Confidence confidence confidence. Your mentality plays a huge roll with how well you ride at high speed. You need proper form but without confidence your form will go to shit once you're going faster than you're comfortable going.


----------



## Soggysnow (Sep 11, 2012)

Well the last two days I have been trying hard and have ended up with perfectly shaped skidded turns and a sore knee(bad one) from trying to driving my knees down. Totally deflating. 
I managed to get high on my edge a couple of times but ended up falling straight over into the hill both times.
I have been riding for years without carving and im finding this all a bit embarrassing. I've told my friends that I won't be riding fast and what I'm trying to work on and no one can see what is going wrong. But something is, swishy snow says so.


----------



## Mizu Kuma (Apr 13, 2014)

Maybe it's time to post up a video?????


----------



## Soggysnow (Sep 11, 2012)

Mizu Kuma said:


> Maybe it's time to post up a video?????



I'll have to find someone who can ;-) then yup I will. I can't afford lessons at this time. I have wasted money on them in the past on on onckincling something was off (at the time I didn't know what) and the instructor said I looked fine. So... no lessons for now. Might be able to get a friend of friend once high season is over but that doesn't help me right now


----------



## SkullAndXbones (Feb 24, 2014)

maybe it's your board. what board do you ride? some boards (softer, rocker or rocker dominant hybrids) aren't great for carving.


----------



## Justin (Jun 2, 2010)

Video will tell a lot.

2 things that it could be from what you are saying. 

1. It is hard to absorb bumps when your toes are pushed down.
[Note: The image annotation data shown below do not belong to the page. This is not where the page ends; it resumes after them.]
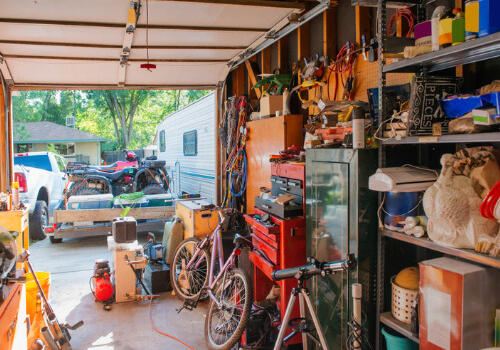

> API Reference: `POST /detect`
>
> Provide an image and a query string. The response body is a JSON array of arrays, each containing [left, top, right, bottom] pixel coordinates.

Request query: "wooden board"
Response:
[[54, 206, 175, 223], [247, 115, 304, 214]]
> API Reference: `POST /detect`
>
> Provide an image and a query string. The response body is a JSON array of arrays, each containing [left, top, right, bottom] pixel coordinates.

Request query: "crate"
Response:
[[175, 200, 219, 238]]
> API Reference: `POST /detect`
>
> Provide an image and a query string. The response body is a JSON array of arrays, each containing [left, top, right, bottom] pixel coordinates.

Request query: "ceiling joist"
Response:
[[0, 39, 246, 50], [151, 0, 304, 9], [0, 18, 268, 33], [3, 55, 227, 63]]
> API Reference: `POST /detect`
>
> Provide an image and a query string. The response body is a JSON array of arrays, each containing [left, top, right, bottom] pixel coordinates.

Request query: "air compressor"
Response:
[[90, 259, 115, 310]]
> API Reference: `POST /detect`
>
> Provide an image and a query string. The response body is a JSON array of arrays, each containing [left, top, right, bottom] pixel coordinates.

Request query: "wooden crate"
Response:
[[175, 201, 219, 238]]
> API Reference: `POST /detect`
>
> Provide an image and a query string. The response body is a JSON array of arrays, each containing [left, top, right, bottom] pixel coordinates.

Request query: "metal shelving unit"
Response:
[[375, 0, 500, 350], [380, 312, 419, 343], [384, 33, 500, 73], [381, 230, 500, 269], [382, 132, 500, 145]]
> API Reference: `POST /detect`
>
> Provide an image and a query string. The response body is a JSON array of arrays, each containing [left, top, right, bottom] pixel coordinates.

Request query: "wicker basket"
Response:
[[391, 276, 418, 324]]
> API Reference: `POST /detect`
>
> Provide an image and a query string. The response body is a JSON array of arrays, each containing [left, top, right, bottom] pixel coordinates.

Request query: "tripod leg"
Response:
[[274, 291, 297, 350], [299, 293, 308, 350], [301, 289, 328, 350]]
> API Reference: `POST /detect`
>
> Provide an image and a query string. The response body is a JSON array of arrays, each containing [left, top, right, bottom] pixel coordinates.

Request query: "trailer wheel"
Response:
[[49, 236, 62, 244], [29, 201, 49, 241], [142, 184, 167, 194]]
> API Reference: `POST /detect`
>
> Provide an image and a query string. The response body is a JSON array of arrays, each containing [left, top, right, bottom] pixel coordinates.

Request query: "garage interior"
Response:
[[0, 0, 500, 350]]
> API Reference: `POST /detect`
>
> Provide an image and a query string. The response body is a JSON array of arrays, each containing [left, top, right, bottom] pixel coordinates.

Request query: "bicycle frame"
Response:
[[185, 223, 240, 307]]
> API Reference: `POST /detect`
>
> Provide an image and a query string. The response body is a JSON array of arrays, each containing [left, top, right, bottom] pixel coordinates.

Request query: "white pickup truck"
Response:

Your calf muscles should be relaxed, your knees past your toes, and your shines pushing into your laces. Your weight will be over your toes/ball of your foot however you should not be actively pushing down with your feet. When you do this it is easier to allow your knees to jump up and absorb uneven parts in the snow.

2. the above technique will also allow you to ride with more of your weight over your board. You mentioned that you fall when you toe side carve, which leads me to believe that you are bending at the waist which you shouldn't be. Your upper body should be stacked over the board. If you bend really deep you will bend at the hip like you are doing a squat which is ok but only when you are bending very deep.

I hope this makes sense and you will receive more help if you post a video. Good luck.


----------



## stillz (Jan 5, 2010)

Want to know if you're stacked over your toeside edge? Try jumping during your toeside traverses. Even an inch is enough. Try it on your heels, too. If you don't feel stable during the takeoff and/or landing, you're probably not stacked. If your board washes out downhill of you, you were leaning uphill. If you're in a good position to jump and land with ease, you're in a good position to do some snowboarding.


----------



## Soggysnow (Sep 11, 2012)

ok so today i had a pretty horrible day trying to figure out this without someone who is able to help.
-not bending at waist. That is off the list. 
-ive taken the pressure of driving down too hard out of the equation. I can jump , but its not sliding on landing that is the prob.
My ankles do feel pretty flexed, but still pushing on boot. Maybe the shouldnt be?

It is very evident when i am on steeper/icy slopes that I cannot get my edge in as i skid my turns or literally, if trying to get up on the edge...just slip straight down the mountain (Like im over the edge or something) 

I was with my bf but he, while a great snowboarder, is not a good coach, he just does what he does but cannot break it down at all or really see what is wrong. He did suggest maybe im transitioning from edge to edge too quickly? does that make any sense? i can get a nice clean line sometimes if on a flatter run, but not consistently and not through the whole turn/s.

Tomorrow hopefully a friend may be riding with us who is a level 4 instructor (if they are not inundated with work) otherwise there may be a chance of someone being able to film.


----------